The Real Reason Why Women Leaders Are Unhappy

women with melting blue and white mask on her face, while looking at the drink she is holding

What is Cultural Curation

We live in a culture obsessed with curation. It’s right in front of us. Instagram. “X.” TikTok. LinkedIn. Substack. Even how we answer when someone asks us, “How are you?” We learnt very early and often that appearances matter. How we present ourselves. How we message ourselves. How we fit the mold. This is curation.

We have all curated our professional backgrounds. Fundamentally this is what a resume is. I'm more concerned about something else, especially for women ...

I'm concerned about how we've curated our in-person professionally identity. Throughout our whole careers we are constantly learning the "acceptable " way to curate ourselves in terms of style, behaviors, actions, opinions and voices. It all existed long before social media. Curation was associated with the right schools. The right neighborhoods. The right friend groups. The remarkable and equally expected thing is that we learnt early on that curation yields a benefit….significant benefits.

“Good girl” got us approval for complying “appropriately.” For some women it equated to love. As humans we want more of both. All all the time. In our brains, being a part of the pack is attached to safety. Safety equals survival. Survival is everything.

Because we’re not stupid, we learnt that if we did what was expected of us to achieve, we’d be successful in our careers. For the many of you reading this, it has worked. Your years of cultural curation has yielded intangible and tangible benefits including financial. Until, one day the benefits don’t feel the same. They don’t elicit the same spark and fire they once did. This is the problem with that personal level of cultural curation...

It's based on a system that does not seek to truly understand nor will it modify to the needs, desires, nuances, and characteristics of women.
Heaven forbid you be intersectional. You'll feel as if you're floating in space untethered.

The Cultural Curation Trap

When women like you meet the professional pinnacle of leading an organization, company, educational institution, or your own business, women are so personally professionally curated we habitually over self-edit. We never sit in our true identity, authority or creativity because that level of authenticity is taught to us to be dangerous. It's feared as potentially career, job or business ending. Then many women look around and think: "

“Why isn't being here as great as I imagined it would be?"

"Why am I showing up this way?” How did this happen?

“This time in my life feels awful, when it should feel great."

I certainly thought all of these things when I lead my organization.

Then we think it must be this job or this amount of money I’m earning.
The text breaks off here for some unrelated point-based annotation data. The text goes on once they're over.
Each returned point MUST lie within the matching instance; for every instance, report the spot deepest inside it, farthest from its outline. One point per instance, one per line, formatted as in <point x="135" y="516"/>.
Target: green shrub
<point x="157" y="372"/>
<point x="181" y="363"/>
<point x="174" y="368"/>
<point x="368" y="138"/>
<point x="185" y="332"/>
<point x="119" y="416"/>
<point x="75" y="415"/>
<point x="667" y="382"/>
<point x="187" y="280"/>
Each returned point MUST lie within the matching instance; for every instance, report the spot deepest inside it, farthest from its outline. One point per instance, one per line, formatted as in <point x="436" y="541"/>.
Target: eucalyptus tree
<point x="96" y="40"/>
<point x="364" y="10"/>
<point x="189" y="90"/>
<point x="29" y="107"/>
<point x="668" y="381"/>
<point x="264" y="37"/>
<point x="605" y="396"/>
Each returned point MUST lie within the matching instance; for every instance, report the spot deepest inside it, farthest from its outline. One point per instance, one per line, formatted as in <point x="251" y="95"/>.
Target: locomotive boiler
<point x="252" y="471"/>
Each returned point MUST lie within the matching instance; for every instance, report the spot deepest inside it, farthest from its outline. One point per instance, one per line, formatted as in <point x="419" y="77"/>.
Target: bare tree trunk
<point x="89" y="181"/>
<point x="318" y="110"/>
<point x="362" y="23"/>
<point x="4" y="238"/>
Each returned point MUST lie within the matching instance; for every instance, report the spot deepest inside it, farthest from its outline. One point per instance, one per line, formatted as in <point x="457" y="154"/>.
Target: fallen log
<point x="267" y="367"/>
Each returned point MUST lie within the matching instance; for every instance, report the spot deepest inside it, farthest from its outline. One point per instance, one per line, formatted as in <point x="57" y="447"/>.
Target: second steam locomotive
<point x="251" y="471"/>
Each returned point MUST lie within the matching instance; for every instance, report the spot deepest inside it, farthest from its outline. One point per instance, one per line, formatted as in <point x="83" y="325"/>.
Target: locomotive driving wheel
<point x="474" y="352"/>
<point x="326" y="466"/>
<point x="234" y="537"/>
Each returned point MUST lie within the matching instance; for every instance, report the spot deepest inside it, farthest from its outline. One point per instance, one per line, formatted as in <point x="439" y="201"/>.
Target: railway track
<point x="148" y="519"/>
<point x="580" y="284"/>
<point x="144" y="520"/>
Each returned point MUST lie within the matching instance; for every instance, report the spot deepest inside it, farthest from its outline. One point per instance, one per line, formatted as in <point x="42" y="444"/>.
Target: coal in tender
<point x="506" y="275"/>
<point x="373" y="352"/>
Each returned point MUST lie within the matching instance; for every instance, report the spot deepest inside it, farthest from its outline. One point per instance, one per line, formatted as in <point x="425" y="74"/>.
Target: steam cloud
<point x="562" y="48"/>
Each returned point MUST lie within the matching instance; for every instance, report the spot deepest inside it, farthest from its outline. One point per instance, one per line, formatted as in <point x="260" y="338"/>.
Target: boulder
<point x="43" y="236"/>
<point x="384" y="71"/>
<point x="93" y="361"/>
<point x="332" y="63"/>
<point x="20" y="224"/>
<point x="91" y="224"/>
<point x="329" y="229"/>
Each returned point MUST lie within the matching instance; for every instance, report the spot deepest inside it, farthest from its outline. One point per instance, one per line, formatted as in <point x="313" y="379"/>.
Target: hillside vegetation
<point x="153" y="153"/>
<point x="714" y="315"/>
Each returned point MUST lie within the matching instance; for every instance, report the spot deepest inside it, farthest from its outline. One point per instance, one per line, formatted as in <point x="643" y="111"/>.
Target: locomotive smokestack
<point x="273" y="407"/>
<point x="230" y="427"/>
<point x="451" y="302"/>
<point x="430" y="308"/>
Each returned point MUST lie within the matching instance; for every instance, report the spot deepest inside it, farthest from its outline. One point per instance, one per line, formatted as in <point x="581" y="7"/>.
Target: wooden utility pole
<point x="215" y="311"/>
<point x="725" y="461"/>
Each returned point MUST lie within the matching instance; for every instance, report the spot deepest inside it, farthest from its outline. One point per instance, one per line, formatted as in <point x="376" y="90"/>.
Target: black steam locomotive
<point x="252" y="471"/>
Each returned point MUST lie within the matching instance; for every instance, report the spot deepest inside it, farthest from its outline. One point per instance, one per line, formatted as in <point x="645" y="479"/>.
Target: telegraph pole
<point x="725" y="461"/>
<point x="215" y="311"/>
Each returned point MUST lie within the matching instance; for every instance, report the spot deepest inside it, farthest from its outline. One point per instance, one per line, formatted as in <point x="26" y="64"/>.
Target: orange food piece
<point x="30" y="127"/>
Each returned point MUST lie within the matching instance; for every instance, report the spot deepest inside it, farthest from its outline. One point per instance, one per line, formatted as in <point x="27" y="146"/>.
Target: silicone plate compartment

So we go in search of something different. “Better.” It is possible it could be the job or money. But often when I talk with women leaders they’ve found out through experience it’s not. So what is it?
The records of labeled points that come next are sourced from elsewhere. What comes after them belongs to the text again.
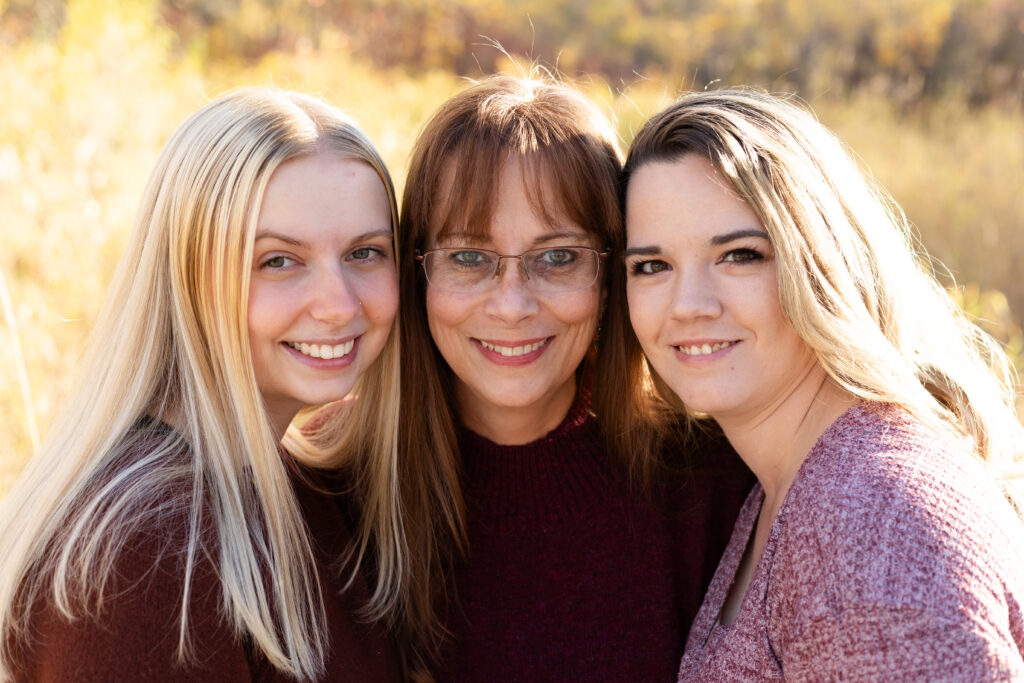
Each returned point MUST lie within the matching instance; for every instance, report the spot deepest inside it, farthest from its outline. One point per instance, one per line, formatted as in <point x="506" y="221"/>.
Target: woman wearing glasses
<point x="559" y="568"/>
<point x="774" y="288"/>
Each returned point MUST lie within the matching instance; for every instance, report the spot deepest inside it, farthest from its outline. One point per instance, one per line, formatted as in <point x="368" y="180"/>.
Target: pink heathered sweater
<point x="894" y="557"/>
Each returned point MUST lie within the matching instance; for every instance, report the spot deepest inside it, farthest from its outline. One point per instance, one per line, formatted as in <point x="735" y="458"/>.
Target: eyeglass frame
<point x="421" y="257"/>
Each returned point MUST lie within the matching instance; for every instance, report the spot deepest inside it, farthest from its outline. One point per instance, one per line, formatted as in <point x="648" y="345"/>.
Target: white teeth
<point x="704" y="349"/>
<point x="324" y="351"/>
<point x="512" y="351"/>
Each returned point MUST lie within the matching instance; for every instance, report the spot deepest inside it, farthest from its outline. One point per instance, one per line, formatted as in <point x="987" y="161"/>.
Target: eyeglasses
<point x="546" y="270"/>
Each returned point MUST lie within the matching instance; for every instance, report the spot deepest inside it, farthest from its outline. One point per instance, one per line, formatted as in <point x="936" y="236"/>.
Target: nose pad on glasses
<point x="519" y="263"/>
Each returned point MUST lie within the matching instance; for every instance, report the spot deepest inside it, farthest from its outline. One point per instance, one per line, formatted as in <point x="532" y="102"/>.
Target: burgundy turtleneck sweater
<point x="571" y="574"/>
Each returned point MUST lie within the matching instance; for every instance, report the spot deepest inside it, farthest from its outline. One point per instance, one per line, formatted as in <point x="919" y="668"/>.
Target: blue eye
<point x="468" y="257"/>
<point x="366" y="254"/>
<point x="276" y="262"/>
<point x="558" y="256"/>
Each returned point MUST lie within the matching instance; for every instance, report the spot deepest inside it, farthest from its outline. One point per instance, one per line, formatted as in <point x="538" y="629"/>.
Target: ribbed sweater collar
<point x="550" y="481"/>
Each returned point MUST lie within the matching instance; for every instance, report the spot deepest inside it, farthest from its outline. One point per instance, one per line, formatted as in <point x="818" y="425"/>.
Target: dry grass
<point x="83" y="124"/>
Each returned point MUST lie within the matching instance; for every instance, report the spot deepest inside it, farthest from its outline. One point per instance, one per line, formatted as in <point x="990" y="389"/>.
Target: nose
<point x="511" y="300"/>
<point x="333" y="298"/>
<point x="695" y="295"/>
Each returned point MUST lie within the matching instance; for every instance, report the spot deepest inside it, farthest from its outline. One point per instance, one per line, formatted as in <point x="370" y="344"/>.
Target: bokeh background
<point x="929" y="93"/>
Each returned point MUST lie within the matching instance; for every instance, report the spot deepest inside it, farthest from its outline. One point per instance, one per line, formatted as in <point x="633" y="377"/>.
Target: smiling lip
<point x="518" y="352"/>
<point x="702" y="350"/>
<point x="325" y="355"/>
The Cultural Curation Cure

It’s you. Better put, it’s this version of you. You are not yourself and you haven’t been for a long time. That little girl, and teenager with the self identify crisis who wanted to be one way, but opted for another way of being in order to fit in, are attempting to claw themselves out of the grave you and culture buried them it. This may seem dramatic. But it IS dramatic. Rarely do we talk about how this identify crisis can be part and parcel for women once they begin leading an organization. But it is. When this comes up, you really only have two choices. One, to ignore this massive discomfort or confusion. Two, to do the hard work of digging out who you truly are and laying aside who you’re supposed to be.

Here are some ways to do that.

  1. Self-Image Coaching. Not task oriented coaching but self-image coaching. Because how you see yourself is a reflection of every behavior, internal and external conversation and choice you make. Of course I’m going to tell you, my coaching can help you get back to who you really are without adding more “to-do” on your plate and the measurement of productivity.
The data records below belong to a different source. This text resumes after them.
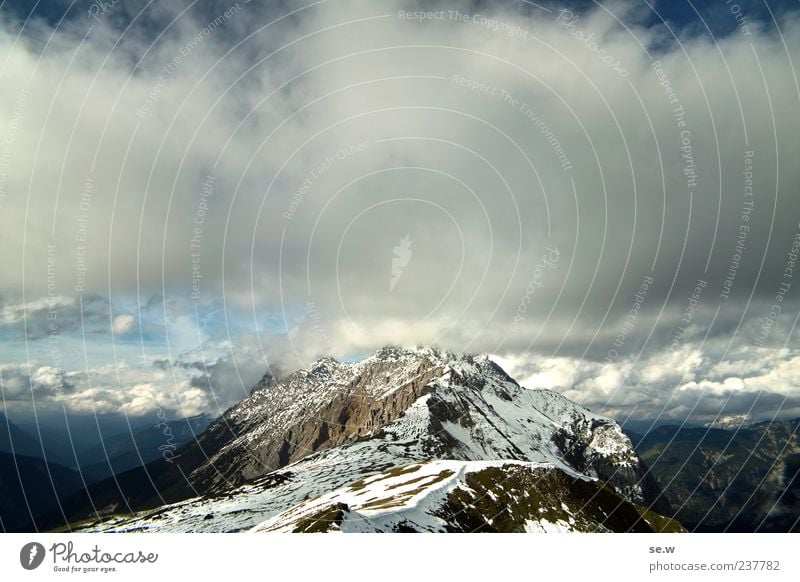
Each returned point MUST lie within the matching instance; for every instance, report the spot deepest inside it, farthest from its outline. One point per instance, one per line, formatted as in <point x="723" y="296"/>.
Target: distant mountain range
<point x="743" y="478"/>
<point x="412" y="440"/>
<point x="406" y="440"/>
<point x="26" y="466"/>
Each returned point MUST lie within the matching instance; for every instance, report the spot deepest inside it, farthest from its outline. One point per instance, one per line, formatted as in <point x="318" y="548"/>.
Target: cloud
<point x="268" y="164"/>
<point x="123" y="324"/>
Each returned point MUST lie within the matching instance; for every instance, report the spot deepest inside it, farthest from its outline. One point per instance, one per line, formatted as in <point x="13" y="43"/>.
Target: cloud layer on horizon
<point x="271" y="164"/>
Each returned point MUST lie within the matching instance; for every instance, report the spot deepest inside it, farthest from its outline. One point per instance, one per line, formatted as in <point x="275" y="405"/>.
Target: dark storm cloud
<point x="497" y="178"/>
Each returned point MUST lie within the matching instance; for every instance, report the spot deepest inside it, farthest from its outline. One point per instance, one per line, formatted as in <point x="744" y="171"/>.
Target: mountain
<point x="401" y="441"/>
<point x="28" y="487"/>
<point x="744" y="479"/>
<point x="139" y="446"/>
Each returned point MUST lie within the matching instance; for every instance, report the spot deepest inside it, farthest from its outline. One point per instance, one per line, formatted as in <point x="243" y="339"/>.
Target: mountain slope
<point x="327" y="427"/>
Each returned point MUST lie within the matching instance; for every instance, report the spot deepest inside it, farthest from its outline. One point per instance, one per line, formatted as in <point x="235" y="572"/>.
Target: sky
<point x="603" y="196"/>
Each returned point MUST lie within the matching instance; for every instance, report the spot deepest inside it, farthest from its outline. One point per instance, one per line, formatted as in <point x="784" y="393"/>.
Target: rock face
<point x="336" y="424"/>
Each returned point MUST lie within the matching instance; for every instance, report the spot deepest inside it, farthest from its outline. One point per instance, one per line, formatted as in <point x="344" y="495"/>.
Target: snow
<point x="492" y="421"/>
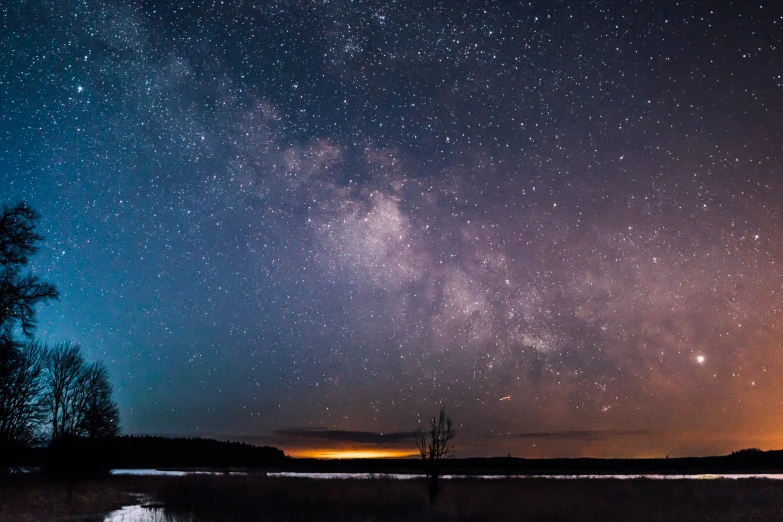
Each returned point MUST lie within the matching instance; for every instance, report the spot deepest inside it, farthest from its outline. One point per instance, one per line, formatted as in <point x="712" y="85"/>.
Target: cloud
<point x="314" y="435"/>
<point x="583" y="435"/>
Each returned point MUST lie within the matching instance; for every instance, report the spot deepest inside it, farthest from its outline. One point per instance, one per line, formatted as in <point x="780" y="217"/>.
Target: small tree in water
<point x="435" y="445"/>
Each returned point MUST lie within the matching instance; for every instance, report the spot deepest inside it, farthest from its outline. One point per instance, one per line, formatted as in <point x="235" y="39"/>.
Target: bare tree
<point x="21" y="366"/>
<point x="435" y="445"/>
<point x="19" y="293"/>
<point x="64" y="376"/>
<point x="22" y="408"/>
<point x="100" y="416"/>
<point x="79" y="396"/>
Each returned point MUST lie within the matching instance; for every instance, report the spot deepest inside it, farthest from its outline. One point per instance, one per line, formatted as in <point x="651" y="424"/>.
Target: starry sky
<point x="311" y="223"/>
  2. Therapy. Sometimes our abdication of our true selves are based on very complex emotional traumas, or scars. Those need a mental health professional. Therefore, don’t stop until you find the one that is a good fit for you. The only thing wrong with seeking out this form of help, is not seeking it out at all.

  3. Journaling. Not just any journaling. Seek out specific journals or prompts that get to the core of self image work. If you subscribe to my newsletter (at the bottom of the page link) you can get reflective prompts sent to your email regularly.

If coming back to yourself was an easy process, everyone would be doing it. That is why I suggest assistance. Because what most do, is go through the crisis, eventually give up the fighting, and go back to the devil they and everyone else knows. But it doesn’t have to be that way. You can be you, in the title and with the money you’re getting. It’s just a matter of importance, and core need.